The bear took a softball-sized chunk of Dalton's leg, and left three or four large teeth marks. It also caused him to fall around 7-8 feet out of the tree, temporarily knocking hum unconscious.

"When I came to and got to my senses and looked, she was already leaving with her two cubs, thank goodness," Dalton said. "And so then I looked down and saw my britches was tore and my leg gashed open. I said to myself, 'I have to get out of here.' I grabbed my bow and took off toward the house."

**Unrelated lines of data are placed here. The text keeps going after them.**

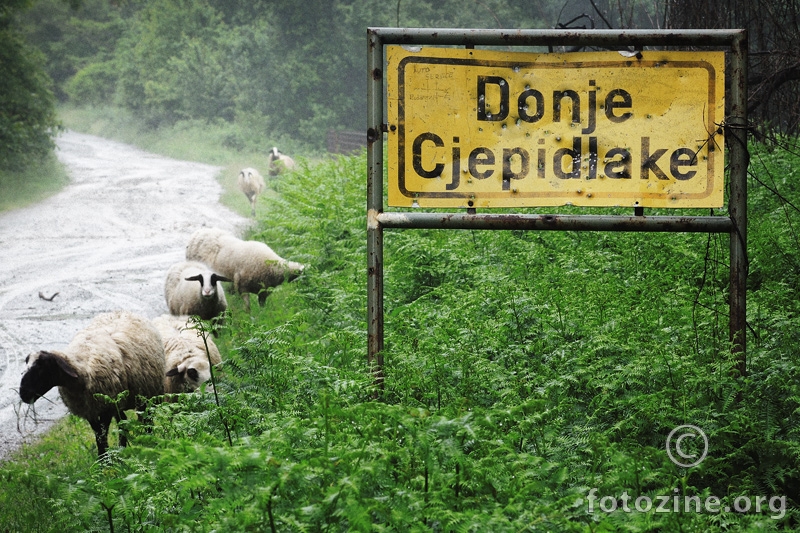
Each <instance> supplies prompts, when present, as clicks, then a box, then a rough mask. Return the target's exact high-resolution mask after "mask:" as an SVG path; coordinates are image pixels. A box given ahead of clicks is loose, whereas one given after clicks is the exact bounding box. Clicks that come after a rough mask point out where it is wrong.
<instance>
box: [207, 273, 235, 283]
mask: <svg viewBox="0 0 800 533" xmlns="http://www.w3.org/2000/svg"><path fill="white" fill-rule="evenodd" d="M218 281H233V280H230V279H228V278H226V277H225V276H220V275H219V274H211V284H212V285H216V284H217V282H218Z"/></svg>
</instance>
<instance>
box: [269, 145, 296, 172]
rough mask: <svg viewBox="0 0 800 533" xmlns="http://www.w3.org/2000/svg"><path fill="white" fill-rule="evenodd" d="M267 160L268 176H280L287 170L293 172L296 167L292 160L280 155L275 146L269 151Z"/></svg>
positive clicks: (279, 153) (277, 148) (280, 154)
mask: <svg viewBox="0 0 800 533" xmlns="http://www.w3.org/2000/svg"><path fill="white" fill-rule="evenodd" d="M268 159H269V163H268V165H269V175H270V176H277V175H278V174H282V173H283V172H285V171H287V170H294V169H295V167H296V166H297V165H296V164H295V162H294V159H292V158H291V157H289V156H288V155H286V154H284V153H281V152H280V151H279V150H278V147H277V146H273V147H272V150H270V151H269V156H268Z"/></svg>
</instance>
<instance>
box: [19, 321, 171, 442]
mask: <svg viewBox="0 0 800 533" xmlns="http://www.w3.org/2000/svg"><path fill="white" fill-rule="evenodd" d="M26 362H27V365H28V368H27V370H26V371H25V374H24V375H23V376H22V381H21V382H20V386H19V396H20V398H21V399H22V401H23V402H25V403H33V402H35V401H36V400H37V399H38V398H40V397H41V396H43V395H44V394H45V393H46V392H47V391H49V390H50V389H52V388H53V387H56V386H57V387H58V391H59V393H60V394H61V399H62V400H64V404H65V405H66V406H67V408H68V409H69V410H70V412H71V413H72V414H74V415H75V416H79V417H81V418H85V419H86V420H88V421H89V424H90V425H91V426H92V430H94V434H95V440H96V441H97V452H98V455H99V456H101V457H102V456H104V455H105V454H106V451H107V450H108V430H109V426H110V425H111V419H112V418H115V419H116V420H117V421H118V422H119V421H120V420H125V413H124V411H125V410H126V409H137V410H143V409H144V407H145V399H147V398H152V397H154V396H160V395H162V394H164V373H165V369H164V346H163V344H162V341H161V335H160V334H159V333H158V330H157V329H156V328H155V327H154V326H153V324H152V323H151V322H150V321H149V320H147V319H145V318H142V317H140V316H137V315H134V314H131V313H126V312H121V311H118V312H113V313H105V314H102V315H98V316H97V317H95V318H94V320H92V321H91V322H90V323H89V325H88V326H87V327H86V328H85V329H83V330H81V331H79V332H78V333H77V334H76V335H75V337H74V338H73V339H72V341H71V342H70V343H69V345H68V346H67V347H66V349H64V350H63V351H40V352H36V353H33V354H31V355H29V356H28V357H27V359H26ZM123 392H127V395H123V396H122V397H120V394H121V393H123ZM98 395H104V396H108V397H110V398H112V399H115V400H116V399H117V398H121V399H120V400H119V402H115V403H111V402H108V401H106V400H105V399H103V398H101V397H100V396H98ZM119 443H120V445H121V446H126V445H127V438H126V436H125V434H124V432H123V433H121V434H120V437H119Z"/></svg>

Dalton thinks that being knocked out may have actually saved his life, because the bear may have no longer considered him a threat to her cubs.

"Everybody told me being knocked out saved me. Once she grabbed me it was like a car wreck it happened so quick. She was on me and jerked me off that tree stand and I didn't have time for anything. I thought it was the end and I thank the good Lord. He looked after me because when I came to she had grabbed her cubs. I guess she figured she done her damage and I wasn't a threat," Dalton said.

Dalton managed to get himself to a medical center where he was treated for his injuries. He is recovering well but may need crutches to walk for some time.

Area Game Warden Ben Boyette told The Carroll News that he didn't know of any other bear attacks that had occurred in the county, although he said the bear population on the area was on the rise.

"There are getting to be so many bears around here. A lot of people have told me since they heard this that they are going to be more cautious. I told them you need to watch out, these are not just a pretty animal to look at," Dalton said.

"You are in their territory when you are out there. I say she was just being protective. I wasn't all that close to the cub and I wasn't doing anything other than getting out of my stand. I guess to her it may have looked like I was just coming out of the tree. I am sure they are not used to humans coming out of trees. Be careful when you see a bear, especially if you see a cub. That is when you need to be cautious. The smart thing is to back out."

black bear
Stock image showing a black bear. A Virginia man and Maryland woman have both been attacked by black bears in separate incidents. iStock

Human injuries due to bears attacks are very rare, and fatal bear attacks even rarer, Frank van Manen, a research wildlife biologist from the U.S. Geological Survey's Interagency Grizzly Bear Study Team told Newsweek. But one recent study found that there has been an increase in human leisure activities globally that bring people into bear country, raising the risks of such incidents.

Recently, a woman from Frederick County, Maryland, Renee Levow, was walking her dogs near her home in Myersville when she was attacked by a black bear.

"He stood up face to face with me with his claws out and I could've literally reached out and touched his nose. I saw claws, nose and eyes and they were literally right in my face," Levow told NBC4 Washington.

Initially, she tried to scare the bear off, but her attempts were unsuccessful.

"I was yelling and screaming and trying to look bigger and trying to deter everything that was going on. He had other plans," Levow said.

The bear then started to attack her, biting her leg twice before moving on to other parts of her body.

"I was literally like a rag doll. He turned me in the other direction. He bit me twice in the scalp, face and head," she said. "I rolled over and played dead. He sniffed me and kind of gruffed and growled a little bit and then I didn't hear him anymore."

"It was utterly terrifying," Renee Levow said, telling NBC4 that she thought she was going to die.

Levow said once the bear had left, she remained motionless on the ground for around 10 minutes until she was certain that the animal had left the area.

She suffered serious injuries to her right eye and a deep laceration across her scalp, as well as losing the top part of her left ear. Doctors say the attack left her with nerve damage in her face and it could be months before she has fully recovered.